Blockchain can prevent fraud in the food industry
Inspections by the Danish Food Administration have revealed that a large share of the extra virgin olive oil for sale in Danish supermarkets actually contain an inferior product. In his thesis project from ITU, Kristoffer Just investigated whether blockchain technology can make the supply chain more transparent - for the benefit of consumers and retailers alike.
Why did you decide to work with blockchain?
During my studies, I worked on various blockchain projects, and I am very interested in the food industry, so I decided to combine my interests in the thesis project.
As consumers, we know very little about where our food originally comes from. For example, a bottle of olive oil goes through many hands before it ends up in the supermarket, and the process is not necessarily linear.
In the spring, the Food Administration's travel team found that only 6 out of 35 bottles of extra virgin olive oil in Danish supermarkets actually contained oil of a sufficiently high quality. This indicates that somewhere in the supply chain, somebody is dishonest about the product.
What did you investigate?
I wanted to trace the olive oil's journey through the supply chain and investigate whether a blockchain solution would help to increase the traceability of food and make the process more transparent.
I looked at the current supply chain to get an idea of how a blockchain-based solution might look and in addition, I investigated what blockchain can do for trust between actors in such a system.
What might a blockchain-based supply chain look like?
In a blockchain system, it will be registered each time a product is handled in some way. For example, when the olive oil is bottled, certified and transported. This information is visible to everyone in the supply chain, it is constantly updated and cannot be manipulated.
In a blockchain system, it will be registered each time a product is handled in some way. For example, when the olive oil is bottled, certified and transported. This information is visible to everyone in the supply chain, it is constantly updated and cannot be manipulated.«
That way, anyone with access to the blockchain could see exactly what hands the product has been through, all the way from the olive farmer to the shelf in the supermarket.
What potential does blockchain have in the food industry?
Blockchain is a very young and untested technology, and there are still technical challenges. But the technology offers great opportunities for increasing transparency and traceability in the supply chain, which can benefit both consumers, retailers and suppliers.
My interviews with both subcontractors and COOP Trading, a company that I collaborated with, showed that they see a big potential in the technology as it could increase trust between the different actors.
»As consumers, we could get a guarantee that the products we buy contain what is on label - for example that they are actually organic or fair trade. Supermarkets today have to trust that the supplier delivers the agreed-upon product, but in a blockchain system, they would have certainty. For suppliers, it would be a competitive advantage to be able to show through a blockchain certification that their products live up to what they promise.

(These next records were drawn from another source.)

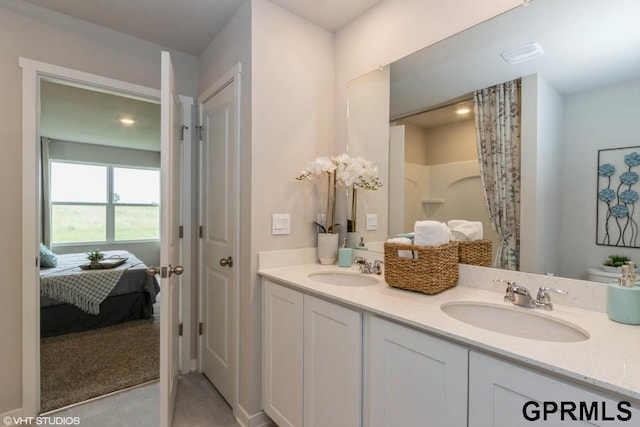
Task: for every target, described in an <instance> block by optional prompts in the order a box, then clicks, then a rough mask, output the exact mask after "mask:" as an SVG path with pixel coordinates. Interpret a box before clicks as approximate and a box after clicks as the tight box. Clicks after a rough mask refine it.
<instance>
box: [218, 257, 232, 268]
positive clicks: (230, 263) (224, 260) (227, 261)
mask: <svg viewBox="0 0 640 427" xmlns="http://www.w3.org/2000/svg"><path fill="white" fill-rule="evenodd" d="M220 265H221V266H223V267H233V258H231V257H229V258H220Z"/></svg>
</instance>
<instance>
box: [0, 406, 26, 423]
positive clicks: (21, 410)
mask: <svg viewBox="0 0 640 427" xmlns="http://www.w3.org/2000/svg"><path fill="white" fill-rule="evenodd" d="M5 417H10V418H13V417H16V418H18V417H22V408H18V409H13V410H11V411H8V412H4V413H2V414H0V420H3V419H4V418H5ZM12 421H13V419H12ZM4 424H6V423H4ZM4 424H1V425H4ZM9 424H13V422H12V423H9ZM9 424H7V425H9Z"/></svg>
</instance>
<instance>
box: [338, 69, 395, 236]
mask: <svg viewBox="0 0 640 427" xmlns="http://www.w3.org/2000/svg"><path fill="white" fill-rule="evenodd" d="M389 71H390V70H389V67H383V68H381V69H377V70H374V71H372V72H370V73H367V74H366V75H364V76H362V77H360V78H358V79H357V84H353V85H350V86H349V94H348V96H349V110H348V111H349V116H348V117H347V132H348V135H349V147H348V152H349V155H351V156H356V157H357V156H361V157H363V158H364V159H367V160H370V161H371V162H373V163H374V164H375V165H376V167H377V168H378V177H379V178H380V181H381V182H383V183H385V185H384V186H383V187H382V188H380V189H377V190H358V194H357V218H356V225H357V231H358V233H360V237H362V238H363V239H364V242H365V243H368V242H376V241H378V242H379V241H385V240H386V239H387V235H388V232H387V224H388V222H389V219H388V211H389V202H388V198H387V197H386V195H387V192H388V188H389V185H388V183H389V148H388V142H387V146H386V148H385V149H384V150H372V149H371V148H372V142H373V141H378V140H384V141H389V79H390V73H389ZM329 150H330V152H332V153H342V152H344V151H345V147H343V148H342V149H341V150H338V149H337V147H336V148H330V149H329ZM340 195H341V196H343V197H341V198H340V199H339V201H340V202H347V203H350V201H346V198H345V197H344V194H343V193H340ZM346 211H347V210H346V208H345V207H343V205H341V204H339V205H338V213H339V216H338V219H337V220H336V222H337V223H339V224H346V223H347V221H346V218H345V213H346ZM367 214H375V215H378V229H377V230H366V215H367ZM346 231H347V230H346V227H342V229H341V230H340V232H341V237H343V238H344V237H345V236H346V234H345V232H346ZM341 241H342V240H341Z"/></svg>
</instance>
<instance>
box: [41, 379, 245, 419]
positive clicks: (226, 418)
mask: <svg viewBox="0 0 640 427" xmlns="http://www.w3.org/2000/svg"><path fill="white" fill-rule="evenodd" d="M158 413H159V408H158V383H157V382H155V383H152V384H147V385H144V386H141V387H137V388H133V389H130V390H126V391H123V392H119V393H115V394H112V395H109V396H105V397H101V398H98V399H94V400H92V401H90V402H86V403H81V404H78V405H75V406H73V407H70V408H67V409H61V410H59V411H55V412H51V413H49V414H46V415H47V416H61V417H79V418H80V425H81V426H82V427H94V426H95V427H157V426H158V424H159V423H158ZM187 426H188V427H209V426H210V427H235V426H240V424H238V423H237V422H236V420H235V419H234V417H233V415H232V413H231V408H230V407H229V405H227V402H225V400H224V399H223V398H222V396H220V394H219V393H218V392H217V390H216V389H215V388H214V387H213V386H212V385H211V383H210V382H209V381H208V380H207V378H205V377H204V376H203V375H200V374H197V373H189V374H186V375H181V376H180V379H179V382H178V395H177V398H176V408H175V413H174V418H173V427H187Z"/></svg>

As consumers, we could get a guarantee that the products we buy contain what is on label - for example that they are actually organic or fair trade.«
What are you doing today?
I work for the small startup called BLOC in Copenhagen Fintech Lab, where I work with blockchain in the industry as well as other industries. In fact, we have just received funding to explore the potential of blockchain-based supply chains – it is fantastic to be able to continue working on something that I find really interesting.